The game is gorgeous, with detailed space cruisers and swooping red mechs complete with big bursts of thruster fire and tiny maneuvering flames.

Before your missions start there is often a briefing. Sometimes it’s an overhead view like this one, but there are others as well.

And of course there’s a panorama shot of the mech hangar, because mechs, man.

NFG

Apr 29 2013

The single player levels are difficult and require a few playthroughs, as was common of the era’s games. If you lost your mech, or it was so badly damaged it could no longer shoot, levels would become impossible to complete. Sometimes the instructions aren’t entirely clear, or the level doesn’t really explain itself well.

In one of the first stages you have to infiltrate an enemy base and escape, but ‘escape’ means ‘wander out into empty space far enough for the game to consider you truly exited’ and if you don’t wander quite far enough, the level never ends.

Several of the stages are protect-em-ups, where you’ve got to keep the enemies from destroying the power cores, or the guns on a ship. What this means in practice is you’ve got to babysit one core or gun, and let the rest get destroyed. There’s no penalty for this, and trying to protect more than one means you effectively protect none. The first few times you play this isn’t obvious, but once you notice it, the challenge drops precipitously.

The graphics seemed pretty excellent back in the day, but I struggle to find any really impressive screenshots while playing the game. It’s possibly a matter of size – the levels are quite large, often sprawling, and those 16 megabits needed to be spread around pretty thin, especially with all those cut scenes eating up the storage. Still, when you’re playing it, the game is realistic and impressive enough without really amazing the player.

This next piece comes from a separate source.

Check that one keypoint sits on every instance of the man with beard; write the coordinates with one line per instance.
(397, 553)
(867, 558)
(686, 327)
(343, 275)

The first mission is a simple rescue: find agent Marissa and then shoot your way out the back. A very good introduction level that introduces most of the game’s concepts. A few disposable weapons, a replacement mech when yours wears out, and a hidden one if you do some exploring with the conveniently located missiles.

This is me at the start of level one, full health and ready to kick ass.

This is me a few minutes later, so nearly dead I’ve lost my weapon arm and can do nothing more than run around hoping to find another mech or a health item before someone so much as sneezes on me. Metal Warriors doesn’t have any sort of on-screen display to indicate time, score or health. None of these things are important in the game’s universe. As your mech takes damage it loses its shiny red colour, becoming grey before starting to throw off sparks, losing its ability to fight, and finally exploding. It’s up to the player to gauge exactly how much more risk-taking is prudent before abandoning the mech for another. If you’re lucky enough to find a health item, you’ll be back to full strength instantly.

NFG

May 8 2013

Metal Warriors’ 1-player game is not easy. It’s not easy at all and without the benefit of emulators save states I don’t think there’s any chance at all I’d ever beat the game. It’s damned hard, but awesome for it.

Enemy mechs abound, of course, and there are plenty of ’em lurking in places you’d rather they didn’t. Automated sentries pop down from the ceiling, missile launchers roam the hallways, huge turrets block your path and, from time to time, enormous lasers reduce you to smoke. Also land mines. And floating air-mines. And ooh, there are landslides too. And ice! Walls and floors you can shoot through, and etc and so on.

It’s varied enough that you never feel like you’ve seen it all, each new level brings a new location, from deep space, snowy winter and leafy jungles.

In motion the variety is well presented and looks impressive enough, but in the screenshots you start to see the seams a bit. Tiles that don’t quite line up, noticeable edges between tiles, etc. But it’s a small complaint that does not at all detract from the game.

And, after a few more hours playtime, I’m prepared to say that this game has aged exceptionally well. It’s a brilliant game with tight controls, good sound and music. When playing, it just feels right. It feels awesome, in fact. I don’t think it’s quite worth five hundred bucks (the going rate on ebay, it seems) but it’s definitely in my list of top five favourite SNES games.